Overcoming barriers to access globally requires information sharing, trusted communication, and increased awareness of regulatory science challenges. Collaboration and coordination, as demonstrated by medicines regulatory authorities in times of crisis, can enhance global reliance and cooperation to increase efficiency and bring solutions to the patients that need them.

It also means that what happens on one side of the world can have repercussions elsewhere.

“The crisis in Ukraine has disrupted the clinical development ecosystem and raised urgent challenges in assuring patient safety, continuity of care, and trial integrity within Ukraine and neighboring countries,”​ notes Granville. “DIA and our collaborators have put together a webinar series​ to raise awareness of these challenges and potential solutions from the patient, sponsor company and contract research organization perspectives.”

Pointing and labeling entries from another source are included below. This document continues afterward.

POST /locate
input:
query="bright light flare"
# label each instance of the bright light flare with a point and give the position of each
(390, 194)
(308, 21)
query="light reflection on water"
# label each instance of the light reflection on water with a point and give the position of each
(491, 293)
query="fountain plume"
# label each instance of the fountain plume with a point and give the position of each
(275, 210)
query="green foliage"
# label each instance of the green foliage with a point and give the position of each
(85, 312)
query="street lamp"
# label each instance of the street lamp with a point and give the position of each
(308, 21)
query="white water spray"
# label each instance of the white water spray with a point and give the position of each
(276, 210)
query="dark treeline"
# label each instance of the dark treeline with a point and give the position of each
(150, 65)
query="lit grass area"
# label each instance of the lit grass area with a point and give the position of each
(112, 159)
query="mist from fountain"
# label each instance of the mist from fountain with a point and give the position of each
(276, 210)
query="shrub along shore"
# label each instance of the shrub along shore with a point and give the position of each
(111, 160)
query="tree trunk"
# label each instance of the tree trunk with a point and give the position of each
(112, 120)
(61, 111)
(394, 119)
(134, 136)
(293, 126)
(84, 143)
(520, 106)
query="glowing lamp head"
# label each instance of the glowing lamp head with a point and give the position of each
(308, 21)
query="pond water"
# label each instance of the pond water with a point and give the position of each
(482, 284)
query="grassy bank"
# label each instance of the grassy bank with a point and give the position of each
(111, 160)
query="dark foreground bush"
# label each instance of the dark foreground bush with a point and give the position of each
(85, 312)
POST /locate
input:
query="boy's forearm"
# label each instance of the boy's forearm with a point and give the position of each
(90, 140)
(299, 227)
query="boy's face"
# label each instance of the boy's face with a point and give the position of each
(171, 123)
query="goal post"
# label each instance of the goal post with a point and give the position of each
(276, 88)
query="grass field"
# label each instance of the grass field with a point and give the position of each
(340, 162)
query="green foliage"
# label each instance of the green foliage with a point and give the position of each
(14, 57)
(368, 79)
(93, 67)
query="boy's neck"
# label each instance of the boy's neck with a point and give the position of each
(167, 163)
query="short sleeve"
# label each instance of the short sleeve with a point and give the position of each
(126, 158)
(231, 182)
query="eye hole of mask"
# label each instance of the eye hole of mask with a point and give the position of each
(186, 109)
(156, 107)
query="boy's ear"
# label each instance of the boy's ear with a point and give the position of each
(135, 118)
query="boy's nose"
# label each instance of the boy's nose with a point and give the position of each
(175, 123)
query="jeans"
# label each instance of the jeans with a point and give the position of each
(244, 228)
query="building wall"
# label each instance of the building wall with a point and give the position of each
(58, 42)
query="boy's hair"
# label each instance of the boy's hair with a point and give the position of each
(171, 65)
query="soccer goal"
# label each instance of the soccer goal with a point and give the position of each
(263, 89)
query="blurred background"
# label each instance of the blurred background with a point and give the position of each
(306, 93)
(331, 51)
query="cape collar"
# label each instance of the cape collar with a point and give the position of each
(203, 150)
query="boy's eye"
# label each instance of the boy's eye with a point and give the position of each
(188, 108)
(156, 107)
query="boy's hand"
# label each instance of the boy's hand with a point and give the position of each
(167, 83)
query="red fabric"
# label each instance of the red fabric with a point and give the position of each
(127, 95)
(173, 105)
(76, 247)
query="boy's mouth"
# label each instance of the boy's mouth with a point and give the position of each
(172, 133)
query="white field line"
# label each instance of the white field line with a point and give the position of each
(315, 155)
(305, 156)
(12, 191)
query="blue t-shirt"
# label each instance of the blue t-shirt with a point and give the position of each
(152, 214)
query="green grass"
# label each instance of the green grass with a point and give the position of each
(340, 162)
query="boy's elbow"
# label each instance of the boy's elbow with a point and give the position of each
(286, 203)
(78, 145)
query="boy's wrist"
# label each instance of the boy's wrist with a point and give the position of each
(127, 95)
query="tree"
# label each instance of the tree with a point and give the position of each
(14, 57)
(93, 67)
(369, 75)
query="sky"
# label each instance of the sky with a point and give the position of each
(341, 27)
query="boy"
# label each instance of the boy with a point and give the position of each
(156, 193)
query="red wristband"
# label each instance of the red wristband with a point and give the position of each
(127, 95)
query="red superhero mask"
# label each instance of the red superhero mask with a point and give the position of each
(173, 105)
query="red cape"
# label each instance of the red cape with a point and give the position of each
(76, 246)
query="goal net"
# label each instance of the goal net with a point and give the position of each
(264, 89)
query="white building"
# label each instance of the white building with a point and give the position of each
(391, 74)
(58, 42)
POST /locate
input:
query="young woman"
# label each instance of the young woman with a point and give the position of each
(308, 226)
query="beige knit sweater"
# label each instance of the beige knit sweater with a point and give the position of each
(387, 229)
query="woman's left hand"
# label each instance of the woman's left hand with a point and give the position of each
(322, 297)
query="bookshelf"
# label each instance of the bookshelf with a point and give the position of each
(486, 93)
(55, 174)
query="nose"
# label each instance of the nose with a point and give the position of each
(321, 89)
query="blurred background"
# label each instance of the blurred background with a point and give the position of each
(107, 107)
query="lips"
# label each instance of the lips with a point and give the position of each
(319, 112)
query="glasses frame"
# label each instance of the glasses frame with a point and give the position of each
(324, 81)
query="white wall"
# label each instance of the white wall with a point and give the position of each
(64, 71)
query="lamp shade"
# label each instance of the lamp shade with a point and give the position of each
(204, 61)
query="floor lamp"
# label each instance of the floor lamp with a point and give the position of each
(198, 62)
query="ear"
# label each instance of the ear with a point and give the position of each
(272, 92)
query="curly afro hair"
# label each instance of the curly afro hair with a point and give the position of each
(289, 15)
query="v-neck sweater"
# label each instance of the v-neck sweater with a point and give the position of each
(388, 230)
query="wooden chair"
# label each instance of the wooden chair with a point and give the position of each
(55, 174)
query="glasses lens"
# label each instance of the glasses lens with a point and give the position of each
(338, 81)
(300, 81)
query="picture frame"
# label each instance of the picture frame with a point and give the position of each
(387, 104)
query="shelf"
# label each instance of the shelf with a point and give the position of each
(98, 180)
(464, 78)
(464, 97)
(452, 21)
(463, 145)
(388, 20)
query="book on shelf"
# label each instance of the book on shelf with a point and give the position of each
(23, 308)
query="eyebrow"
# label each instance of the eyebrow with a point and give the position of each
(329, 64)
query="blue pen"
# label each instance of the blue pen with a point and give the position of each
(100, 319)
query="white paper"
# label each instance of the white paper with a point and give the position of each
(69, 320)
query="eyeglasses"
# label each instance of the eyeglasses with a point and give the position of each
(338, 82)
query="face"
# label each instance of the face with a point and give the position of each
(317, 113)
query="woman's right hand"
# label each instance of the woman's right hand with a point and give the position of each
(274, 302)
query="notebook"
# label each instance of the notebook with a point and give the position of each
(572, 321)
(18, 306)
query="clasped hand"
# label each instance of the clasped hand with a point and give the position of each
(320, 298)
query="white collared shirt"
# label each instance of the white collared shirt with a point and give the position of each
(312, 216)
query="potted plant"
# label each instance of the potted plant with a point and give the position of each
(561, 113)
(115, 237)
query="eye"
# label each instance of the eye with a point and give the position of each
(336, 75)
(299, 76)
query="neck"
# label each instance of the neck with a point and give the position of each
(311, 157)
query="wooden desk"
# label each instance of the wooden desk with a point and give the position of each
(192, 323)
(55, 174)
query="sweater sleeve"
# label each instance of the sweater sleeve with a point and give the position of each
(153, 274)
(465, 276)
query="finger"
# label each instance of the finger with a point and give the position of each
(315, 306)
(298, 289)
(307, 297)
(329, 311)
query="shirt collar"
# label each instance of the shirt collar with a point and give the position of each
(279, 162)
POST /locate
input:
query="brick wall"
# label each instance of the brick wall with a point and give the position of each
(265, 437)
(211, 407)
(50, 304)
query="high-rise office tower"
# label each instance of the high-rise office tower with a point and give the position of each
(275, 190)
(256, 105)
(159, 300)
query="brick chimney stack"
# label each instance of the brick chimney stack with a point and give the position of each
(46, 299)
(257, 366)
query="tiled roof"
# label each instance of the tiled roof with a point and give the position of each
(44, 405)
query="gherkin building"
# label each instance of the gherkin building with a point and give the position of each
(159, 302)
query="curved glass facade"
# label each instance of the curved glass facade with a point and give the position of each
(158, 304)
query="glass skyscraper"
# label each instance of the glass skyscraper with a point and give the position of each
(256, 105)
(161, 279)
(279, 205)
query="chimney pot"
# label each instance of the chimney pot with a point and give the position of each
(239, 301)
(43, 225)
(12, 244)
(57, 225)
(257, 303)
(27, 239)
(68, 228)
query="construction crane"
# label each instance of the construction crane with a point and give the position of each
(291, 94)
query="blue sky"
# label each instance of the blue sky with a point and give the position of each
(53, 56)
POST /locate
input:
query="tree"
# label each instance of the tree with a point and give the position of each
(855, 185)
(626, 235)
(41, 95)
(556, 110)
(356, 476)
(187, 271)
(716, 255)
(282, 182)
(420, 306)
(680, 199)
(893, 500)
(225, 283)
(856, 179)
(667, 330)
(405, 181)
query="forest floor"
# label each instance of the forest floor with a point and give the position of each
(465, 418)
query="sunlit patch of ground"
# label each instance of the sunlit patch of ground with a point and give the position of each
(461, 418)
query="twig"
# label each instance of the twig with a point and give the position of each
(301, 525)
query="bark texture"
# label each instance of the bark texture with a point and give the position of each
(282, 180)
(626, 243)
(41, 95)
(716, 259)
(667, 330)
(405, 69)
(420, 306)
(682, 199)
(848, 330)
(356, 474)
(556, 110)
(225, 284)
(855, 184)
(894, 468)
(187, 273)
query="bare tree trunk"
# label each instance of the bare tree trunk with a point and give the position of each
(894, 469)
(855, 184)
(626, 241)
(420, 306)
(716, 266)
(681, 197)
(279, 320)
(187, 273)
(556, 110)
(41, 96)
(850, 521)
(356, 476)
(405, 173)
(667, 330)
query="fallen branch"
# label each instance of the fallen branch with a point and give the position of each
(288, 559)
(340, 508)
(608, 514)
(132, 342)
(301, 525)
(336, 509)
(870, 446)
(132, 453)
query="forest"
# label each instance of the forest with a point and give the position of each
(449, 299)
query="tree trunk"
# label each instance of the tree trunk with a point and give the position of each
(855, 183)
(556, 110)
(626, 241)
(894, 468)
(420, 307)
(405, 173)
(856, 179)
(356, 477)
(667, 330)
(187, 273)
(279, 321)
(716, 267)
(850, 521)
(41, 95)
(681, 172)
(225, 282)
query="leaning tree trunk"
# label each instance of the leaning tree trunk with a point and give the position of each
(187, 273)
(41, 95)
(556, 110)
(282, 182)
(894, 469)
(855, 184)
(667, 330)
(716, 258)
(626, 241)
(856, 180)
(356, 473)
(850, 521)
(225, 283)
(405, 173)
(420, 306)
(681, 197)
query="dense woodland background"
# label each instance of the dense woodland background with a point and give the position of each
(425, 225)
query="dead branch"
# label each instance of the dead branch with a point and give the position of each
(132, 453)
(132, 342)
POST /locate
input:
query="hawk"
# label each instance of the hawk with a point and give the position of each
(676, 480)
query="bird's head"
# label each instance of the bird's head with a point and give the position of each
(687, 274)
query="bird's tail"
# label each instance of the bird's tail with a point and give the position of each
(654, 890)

Centering healthcare on the individual patient​

Patients have always been at the center of their care: but there is growing need and acceptance in clinical R&D that patients are stakeholders in clinical decision making, health IT user experience, and medical product development.

Focusing on what matters to patients and gathering feedback through the clinical development pipeline is an important element of improving study quality and ultimately impacting accessibility, perceptions, and market penetration. Patient preferences and satisfaction also serve as indicators for continuous improvement that can drive retention and operational efficiency.

In drug development, DIA and the Tufts Center for the Study of Drug Development are wrapping up a research study​ to create a tool to measure and quantify the value of patient engagement. “With a collaboration between sponsor companies, CROs and vendors, every voice is at the table to understand the impact of patient-focused drug development,” ​says Granville.

Digital tech ​

On Monday, DIA’s opening plenary ‘The Future of Healthcare’ put the spotlight on what the coming years will look like in healthcare.

At the forefront is an inclusive drug development environment. Specifically, assuring gender, racial and ethnic, and age-related diversity and inclusion are actively sought and included in the design, testing and implementation of approaches for the treatment and prevention of disease. 

Meanwhile, digital technologies such as wearables and video-enabled exchanges now allow for the remote collection of data and interactions with patients. For the wider population, it also brings hope of earlier detection of disease, thanks to digital and continuous monitoring.

The session also covered the implications of global market disruption and personalized healthcare.